Slideshow: Cape Cod turtle deaths confound researchers

A mystery is unfolding on the beaches of Cape Cod, Massachusetts. Hundreds of endangered sea turtles have been washing up on the shore, sick and stunned by the cold ocean water. Biologists and volunteers are mounting an unprecedented rescue response to save as many turtles as possible before it’s too late.

Most of the turtles are juvenile Kemp’s ridleys (Lepidochelys kempii) measuring less than a foot long. They are being trapped on their southbound fall migration to warmer climes by the arm of the cape, which protrudes into the Atlantic Ocean. Many wash up not only incapacitated by the cold, but also with life-threatening conditions like dehydration, pneumonia, infections, or off-kilter blood chemistry. Their skin is often discolored, and early on many were overgrown with algae.
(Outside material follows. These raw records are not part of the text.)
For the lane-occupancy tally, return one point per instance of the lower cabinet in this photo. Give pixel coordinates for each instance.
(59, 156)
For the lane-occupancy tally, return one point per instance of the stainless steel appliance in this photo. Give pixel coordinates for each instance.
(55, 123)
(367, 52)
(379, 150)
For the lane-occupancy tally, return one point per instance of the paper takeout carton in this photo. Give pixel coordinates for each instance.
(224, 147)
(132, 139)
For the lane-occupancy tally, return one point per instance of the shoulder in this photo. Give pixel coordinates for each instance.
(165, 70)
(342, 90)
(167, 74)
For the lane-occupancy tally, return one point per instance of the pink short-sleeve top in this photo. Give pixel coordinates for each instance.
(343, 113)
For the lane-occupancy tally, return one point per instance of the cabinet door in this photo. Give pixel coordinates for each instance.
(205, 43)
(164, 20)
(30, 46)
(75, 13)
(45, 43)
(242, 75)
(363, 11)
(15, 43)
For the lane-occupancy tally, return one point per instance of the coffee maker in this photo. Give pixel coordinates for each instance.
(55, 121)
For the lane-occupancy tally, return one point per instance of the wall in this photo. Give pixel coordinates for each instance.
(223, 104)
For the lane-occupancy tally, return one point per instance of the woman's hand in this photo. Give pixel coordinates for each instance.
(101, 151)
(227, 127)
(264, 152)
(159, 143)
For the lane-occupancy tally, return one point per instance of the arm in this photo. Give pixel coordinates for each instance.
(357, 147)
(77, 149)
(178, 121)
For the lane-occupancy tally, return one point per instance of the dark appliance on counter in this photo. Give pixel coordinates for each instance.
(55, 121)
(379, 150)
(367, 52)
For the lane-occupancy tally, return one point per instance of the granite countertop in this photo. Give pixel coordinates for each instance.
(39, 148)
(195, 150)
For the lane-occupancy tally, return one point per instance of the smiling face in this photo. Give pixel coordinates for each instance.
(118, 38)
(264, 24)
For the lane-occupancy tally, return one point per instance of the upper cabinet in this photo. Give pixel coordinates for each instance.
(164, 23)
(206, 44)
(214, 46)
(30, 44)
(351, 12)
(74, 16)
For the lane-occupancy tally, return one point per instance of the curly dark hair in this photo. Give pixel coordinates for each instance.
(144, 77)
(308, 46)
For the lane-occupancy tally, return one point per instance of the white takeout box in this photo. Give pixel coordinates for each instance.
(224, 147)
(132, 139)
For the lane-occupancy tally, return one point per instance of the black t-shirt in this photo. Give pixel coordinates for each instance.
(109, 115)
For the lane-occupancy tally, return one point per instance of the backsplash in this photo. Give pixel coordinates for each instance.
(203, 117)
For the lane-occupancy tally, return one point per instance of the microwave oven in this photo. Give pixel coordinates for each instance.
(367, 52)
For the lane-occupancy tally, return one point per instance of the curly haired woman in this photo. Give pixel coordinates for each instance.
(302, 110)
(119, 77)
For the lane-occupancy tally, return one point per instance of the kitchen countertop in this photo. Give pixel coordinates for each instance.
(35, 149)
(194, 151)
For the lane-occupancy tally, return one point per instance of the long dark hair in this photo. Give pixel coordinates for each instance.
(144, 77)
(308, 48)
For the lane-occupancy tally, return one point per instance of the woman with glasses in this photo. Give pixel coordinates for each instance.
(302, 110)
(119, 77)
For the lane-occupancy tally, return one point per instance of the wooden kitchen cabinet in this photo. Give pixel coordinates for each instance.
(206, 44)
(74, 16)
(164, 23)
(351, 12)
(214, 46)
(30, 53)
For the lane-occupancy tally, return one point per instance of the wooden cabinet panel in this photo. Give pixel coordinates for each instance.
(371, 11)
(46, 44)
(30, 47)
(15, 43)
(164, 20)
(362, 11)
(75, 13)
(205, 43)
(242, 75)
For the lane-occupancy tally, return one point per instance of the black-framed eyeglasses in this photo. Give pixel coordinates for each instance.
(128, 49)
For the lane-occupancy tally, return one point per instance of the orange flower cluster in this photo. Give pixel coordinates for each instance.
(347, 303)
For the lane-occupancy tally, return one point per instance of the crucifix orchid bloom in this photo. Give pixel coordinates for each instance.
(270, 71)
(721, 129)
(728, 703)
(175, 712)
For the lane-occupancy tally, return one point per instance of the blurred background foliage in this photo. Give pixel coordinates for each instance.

“They’re terrible looking” when they first wash up, says Bob Prescott, director of the conservation group Mass Audubon’s Wellfleet Bay Wildlife Sanctuary in South Wellfleet, Massachusetts, who is coordinating the recovery of stranded turtles from the beaches. Fortunately, they respond well to treatment. His crews of volunteers and staff members have picked up more than 1070 turtles so far, about 20% of them already dead. That’s far above the average of 200 turtles that have washed up each fall for the past decade. The number of arrivals has declined, Prescott says, but it is still higher than normal and won’t likely reach zero until the end of the year, when the annual cold-stun season comes to a close. With water temperatures dropping, more of the turtles are showing up dead, and bigger species that can withstand the cold longer, like loggerheads (Caretta caretta), are starting to wash up.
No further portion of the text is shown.